Member of the Gauteng Provincial Legislature
- In office 22 May 2019 – 29 April 2022

Member of the National Assembly of South Africa
- In office 11 September 2018 – 7 May 2019

Personal details
- Born: Michael Stephen Shackleton
- Party: Rise Mzansi (2023–present)
- Other political affiliations: Democratic Alliance (2008-2022); ActionSA (2022-2023);
- Alma mater: University of Pretoria
- Profession: Attorney Politician

= Michael Shackleton =

South African politician

Michael Stephen Shackleton is a South African politician who served as a Member of the Gauteng Provincial Legislature from May 2019 to April 2022. Prior to serving in the provincial legislature, he was a Tshwane councillor and a Member of the National Assembly. Formerly a member of the Democratic Alliance, he resigned from the party on 28 April 2022 and joined ActionSA.

==Background==
Shackleton is from Centurion in Pretoria. His father died from cancer in 2001 just before he started high school and his mother died of heart failure in 2008, while he was at university. He developed a stutter after the death of his parents.

Shackleton has an LLB from the University of Pretoria and is an attorney. He also holds an LLM degree in constitutional and administrative law, a certificate in provincial and local government law, and a postgraduate certificate in corporate law.

==Political career==
In 2008 Shackleton joined the Democratic Alliance's student organisation at the University of Pretoria. He then became the leader of the party's student organisation at the university and joined the university's student representative council in 2010. He also graduated from the DA's Young Leaders Programme.

He became a councillor in the City of Tshwane Metropolitan Municipality in 2014, representing the DA. In July 2018, Shackleton was cited by News24 as one of "100 Young Mandelas" in the category "Resilience".

Shackleton entered the National Assembly, the lower house of the South African parliament, on 11 September 2018 as a replacement for Ian Ollis. During his time in parliament, he was a member of the Standing Committee on Appropriations.

For the 2019 elections, Shackleton was the 20th candidate on the DA's provincial list for the Gauteng Provincial Legislature election. He was also 81st on the DA's national list and 24th on the party's regional list for the National Assembly election. At the election, he won a seat in the provincial legislature. He served as the DA's Shadow MEC for Community Safety. He was also a member of the Public Accounts committee and the Community Safety portfolio committee.

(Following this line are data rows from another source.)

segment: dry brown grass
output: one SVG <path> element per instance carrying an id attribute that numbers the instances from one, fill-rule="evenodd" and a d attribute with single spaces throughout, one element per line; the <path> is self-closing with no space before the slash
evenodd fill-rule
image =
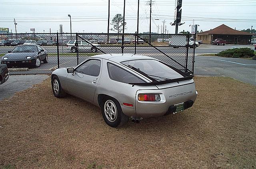
<path id="1" fill-rule="evenodd" d="M 55 97 L 50 79 L 0 101 L 0 168 L 253 168 L 255 86 L 196 77 L 184 112 L 107 125 L 99 108 Z"/>

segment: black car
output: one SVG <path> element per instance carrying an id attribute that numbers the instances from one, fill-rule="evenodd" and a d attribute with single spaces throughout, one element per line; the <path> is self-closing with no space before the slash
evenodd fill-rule
<path id="1" fill-rule="evenodd" d="M 0 64 L 0 85 L 5 82 L 9 78 L 7 66 L 5 64 Z"/>
<path id="2" fill-rule="evenodd" d="M 16 46 L 17 45 L 23 45 L 26 42 L 27 40 L 14 40 L 13 42 L 11 43 L 11 46 Z"/>
<path id="3" fill-rule="evenodd" d="M 6 64 L 8 68 L 24 66 L 38 68 L 42 61 L 48 63 L 47 52 L 38 45 L 19 45 L 8 52 L 2 57 L 1 63 Z"/>
<path id="4" fill-rule="evenodd" d="M 0 46 L 10 46 L 14 40 L 4 40 L 0 42 Z"/>
<path id="5" fill-rule="evenodd" d="M 36 42 L 36 44 L 40 45 L 41 46 L 47 45 L 47 41 L 44 40 L 40 40 L 37 41 L 37 42 Z"/>

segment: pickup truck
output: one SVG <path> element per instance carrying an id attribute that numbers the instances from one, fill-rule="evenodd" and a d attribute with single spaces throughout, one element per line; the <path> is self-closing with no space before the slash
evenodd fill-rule
<path id="1" fill-rule="evenodd" d="M 223 40 L 222 39 L 216 39 L 212 41 L 212 44 L 216 45 L 223 45 L 223 46 L 224 46 L 226 44 L 226 40 Z"/>

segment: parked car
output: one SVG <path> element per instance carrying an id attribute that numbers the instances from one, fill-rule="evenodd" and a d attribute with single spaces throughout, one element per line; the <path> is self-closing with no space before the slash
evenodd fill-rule
<path id="1" fill-rule="evenodd" d="M 53 45 L 53 40 L 50 40 L 47 42 L 47 45 Z"/>
<path id="2" fill-rule="evenodd" d="M 212 41 L 212 45 L 223 45 L 223 46 L 225 45 L 226 44 L 226 40 L 223 40 L 222 39 L 216 39 Z"/>
<path id="3" fill-rule="evenodd" d="M 16 46 L 17 45 L 23 45 L 26 41 L 26 40 L 14 40 L 13 42 L 11 43 L 11 46 Z"/>
<path id="4" fill-rule="evenodd" d="M 7 81 L 9 78 L 8 69 L 6 64 L 0 64 L 0 85 Z"/>
<path id="5" fill-rule="evenodd" d="M 116 40 L 114 38 L 111 38 L 108 41 L 109 44 L 116 44 Z"/>
<path id="6" fill-rule="evenodd" d="M 75 45 L 76 42 L 76 40 L 70 40 L 68 43 L 67 49 L 72 52 L 77 52 L 77 48 Z M 100 48 L 98 44 L 92 44 L 86 40 L 78 40 L 78 43 L 79 51 L 90 50 L 92 52 L 96 52 L 98 51 L 98 49 Z"/>
<path id="7" fill-rule="evenodd" d="M 27 40 L 26 42 L 23 44 L 24 45 L 32 45 L 36 44 L 36 41 L 33 40 Z"/>
<path id="8" fill-rule="evenodd" d="M 13 41 L 14 41 L 14 40 L 2 40 L 0 42 L 0 46 L 10 46 L 11 44 Z"/>
<path id="9" fill-rule="evenodd" d="M 171 38 L 169 38 L 168 44 L 169 46 L 172 46 L 174 48 L 179 48 L 180 46 L 185 46 L 188 44 L 188 38 L 183 36 L 177 35 L 172 35 Z M 195 44 L 194 41 L 189 39 L 188 44 L 190 48 L 196 48 L 199 46 L 199 44 L 196 41 Z"/>
<path id="10" fill-rule="evenodd" d="M 124 43 L 126 44 L 131 44 L 132 43 L 132 41 L 129 38 L 125 38 L 124 39 Z"/>
<path id="11" fill-rule="evenodd" d="M 40 46 L 46 45 L 47 44 L 47 41 L 45 40 L 39 40 L 37 41 L 36 44 Z"/>
<path id="12" fill-rule="evenodd" d="M 106 54 L 57 69 L 51 82 L 55 97 L 68 93 L 94 104 L 106 123 L 116 127 L 130 117 L 139 122 L 192 106 L 197 95 L 193 77 L 152 58 Z"/>
<path id="13" fill-rule="evenodd" d="M 251 40 L 251 45 L 256 44 L 256 38 L 252 39 Z"/>
<path id="14" fill-rule="evenodd" d="M 106 40 L 103 39 L 100 39 L 98 41 L 98 44 L 106 44 Z"/>
<path id="15" fill-rule="evenodd" d="M 142 39 L 140 39 L 140 38 L 136 38 L 136 42 L 137 43 L 137 44 L 144 44 L 144 43 L 145 43 L 145 42 L 142 40 Z M 135 43 L 135 40 L 132 40 L 132 43 L 133 43 L 134 44 Z"/>
<path id="16" fill-rule="evenodd" d="M 38 45 L 19 45 L 8 53 L 2 58 L 1 63 L 6 64 L 8 68 L 25 66 L 38 68 L 42 61 L 48 63 L 47 52 Z"/>

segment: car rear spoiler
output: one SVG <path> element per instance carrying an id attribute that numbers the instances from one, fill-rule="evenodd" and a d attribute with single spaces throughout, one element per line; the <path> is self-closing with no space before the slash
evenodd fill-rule
<path id="1" fill-rule="evenodd" d="M 192 79 L 194 77 L 193 75 L 190 75 L 189 76 L 184 77 L 184 78 L 177 78 L 176 79 L 170 79 L 170 80 L 164 80 L 159 82 L 152 82 L 149 83 L 129 83 L 129 84 L 137 85 L 159 85 L 161 84 L 167 84 L 170 83 L 178 82 L 184 80 L 188 80 Z"/>

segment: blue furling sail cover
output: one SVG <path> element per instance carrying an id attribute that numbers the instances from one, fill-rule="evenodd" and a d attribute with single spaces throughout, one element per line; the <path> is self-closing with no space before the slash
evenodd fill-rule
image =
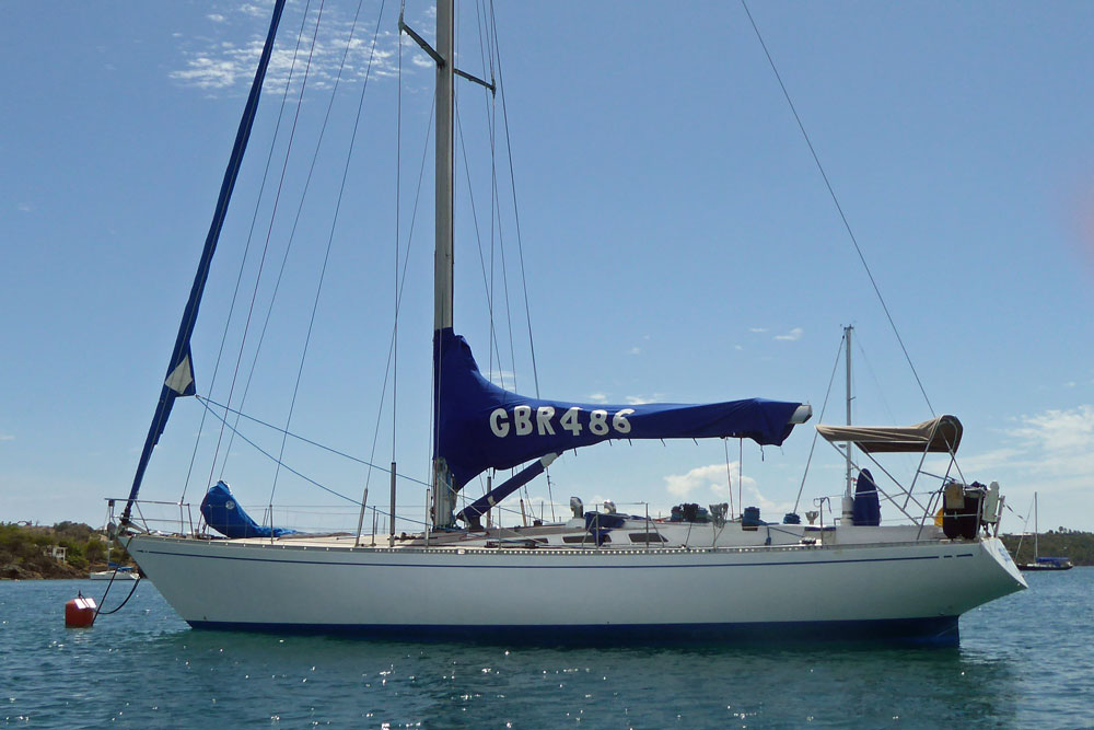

On 28 April 2022, Shackleton announced in an uploaded video posted on social media that he had resigned as a DA member and therefore as the DA's Gauteng North regional deputy chairperson and as a member of the provincial legislature. He joined ActionSA. Shackleton cited that "the regression of the DA as an inclusive home for all South Africans, and its abandonment of being an electoral alternative to the ANC" and the way the DA treated the community of Ward 96 in Tshwane, of which Shackleton is a resident, as the reasons for his resignation. Shackleton criticised Tshwane mayor Randall Williams and DA leaders Helen Zille and John Steenhuisen for campaigning in ward 96 ahead of the by-election on 4 May 2022 and said that they would "disappear" after the by-election. The DA won the by-election on 4 May.